Tuesday, August 20, 2013

Looking at 100

In today's Mass readings, Gideon--the least gifted member of the least significant household in the tribe of Manasseh--is chosen to deliver the people from marauders. He pleads his case, but the call is only confirmed by God, who says, "I will be with you." And in the Gospel, Jesus reminds the disciples that "many who are first will be last, and many who are last will be first."

In some ways, it's hard to see today's saint in those readings. Bernard was a charismatic leader of men before he was even a grown man.
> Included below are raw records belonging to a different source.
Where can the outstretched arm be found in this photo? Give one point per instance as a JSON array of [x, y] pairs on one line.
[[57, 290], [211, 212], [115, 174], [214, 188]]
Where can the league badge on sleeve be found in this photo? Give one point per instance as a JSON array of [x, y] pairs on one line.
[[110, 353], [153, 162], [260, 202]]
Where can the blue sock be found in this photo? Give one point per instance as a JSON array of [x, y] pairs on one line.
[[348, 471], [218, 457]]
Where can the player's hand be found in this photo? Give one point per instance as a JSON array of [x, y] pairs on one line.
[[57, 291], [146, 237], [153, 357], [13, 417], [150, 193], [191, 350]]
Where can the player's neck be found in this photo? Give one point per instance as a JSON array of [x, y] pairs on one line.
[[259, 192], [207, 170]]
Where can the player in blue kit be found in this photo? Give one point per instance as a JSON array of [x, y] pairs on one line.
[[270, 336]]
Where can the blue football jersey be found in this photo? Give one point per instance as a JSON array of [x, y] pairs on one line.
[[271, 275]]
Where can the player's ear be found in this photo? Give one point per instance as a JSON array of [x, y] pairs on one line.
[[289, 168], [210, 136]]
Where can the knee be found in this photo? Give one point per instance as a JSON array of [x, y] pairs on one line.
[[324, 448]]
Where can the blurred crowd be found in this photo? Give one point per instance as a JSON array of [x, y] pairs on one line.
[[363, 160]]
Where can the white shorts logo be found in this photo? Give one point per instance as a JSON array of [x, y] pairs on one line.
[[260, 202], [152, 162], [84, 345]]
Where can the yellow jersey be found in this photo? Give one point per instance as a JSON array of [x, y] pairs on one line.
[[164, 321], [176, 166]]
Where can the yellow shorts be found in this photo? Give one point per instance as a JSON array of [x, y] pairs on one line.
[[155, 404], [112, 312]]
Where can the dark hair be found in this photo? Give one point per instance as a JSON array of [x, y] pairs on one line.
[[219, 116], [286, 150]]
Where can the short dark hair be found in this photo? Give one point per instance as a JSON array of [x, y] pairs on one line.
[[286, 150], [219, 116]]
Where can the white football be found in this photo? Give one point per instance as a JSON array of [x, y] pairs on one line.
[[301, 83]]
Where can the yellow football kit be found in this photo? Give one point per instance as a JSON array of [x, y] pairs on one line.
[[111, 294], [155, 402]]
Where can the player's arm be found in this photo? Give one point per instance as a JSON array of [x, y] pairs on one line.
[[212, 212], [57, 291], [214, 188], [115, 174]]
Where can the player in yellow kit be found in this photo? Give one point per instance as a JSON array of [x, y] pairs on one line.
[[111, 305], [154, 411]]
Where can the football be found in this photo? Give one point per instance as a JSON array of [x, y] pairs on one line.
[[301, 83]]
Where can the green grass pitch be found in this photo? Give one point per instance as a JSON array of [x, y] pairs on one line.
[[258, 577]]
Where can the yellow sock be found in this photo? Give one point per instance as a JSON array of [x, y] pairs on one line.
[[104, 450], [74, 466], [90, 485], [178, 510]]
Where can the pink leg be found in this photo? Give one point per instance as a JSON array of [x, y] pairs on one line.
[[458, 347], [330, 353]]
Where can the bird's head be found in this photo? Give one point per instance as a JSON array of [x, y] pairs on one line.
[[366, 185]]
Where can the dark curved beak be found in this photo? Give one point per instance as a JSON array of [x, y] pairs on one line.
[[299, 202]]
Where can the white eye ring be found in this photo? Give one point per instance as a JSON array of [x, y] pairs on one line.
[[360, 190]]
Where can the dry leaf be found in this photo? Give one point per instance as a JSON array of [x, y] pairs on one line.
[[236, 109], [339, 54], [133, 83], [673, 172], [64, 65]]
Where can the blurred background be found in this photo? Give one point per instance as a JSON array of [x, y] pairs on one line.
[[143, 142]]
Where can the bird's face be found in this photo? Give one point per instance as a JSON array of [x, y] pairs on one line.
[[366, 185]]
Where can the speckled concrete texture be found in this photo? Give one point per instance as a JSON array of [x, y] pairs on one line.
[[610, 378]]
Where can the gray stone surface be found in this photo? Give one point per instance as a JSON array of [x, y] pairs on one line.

When he left his family and joined the monastery, the young ladies of the town went into mourning, and not just for the loss of the attractive young Bernard, but because he brought his whole circle of friends into the monastery with him!

You wouldn't necessarily associate the feast of St Bernard (the monk) with the Pauline Family, but on this day in 1914, the Founder blessed the first little house and print-shop that were the "acorn" of the great tree (in Italian, "alberone") that was about to germinate. That means that today opens our centennial of foundation.

On the 10th anniversary of that foundation, Blessed Alberione was already overseeing four groups of followers: the priests, seminarians and aspirants of the Society of St. Paul, the sisters and aspirants of
the Daughters of St. Paul (indistinguishable in their dress from any other soberly-attired young woman of the locale), the first few sisters of the Pious Disciples of the Divine Master in their simple monastic style habits, and a cadre of associates (priests and lay) who collaborated in the spirit of St. Paul--the Pauline Cooperators. (This last group was the only one at the time to have any kind of official status in the Church.) The family went by the collective name "St. Paul" and they already numbered in the hundreds. They had undertaken a huge building project which included a massive church, and Alberione was foretelling the day when trains would pull up to their loading dock to pick up shipments of the Gospel, destined for all over the world.

And yet on that day, he commented: "People talk about 'admiration'; what is most admirable is what you don't see: the vocations and hidden sacrifices of the cooperators. But this is not a human work; it is what God has done in his love. It is the will of God that guides and rules, and everything is done for God alone. Take away the will of God, and even humanly speaking, you take away all the fruitfulness and vitality; there would be nothing but aridity left everywhere."

On another occasion he put it a little differently: "Everything comes from God; everything leads us to the Magnificat."

1 comment:

Diana Jenkins said...

Very interesting to read some Pauline history!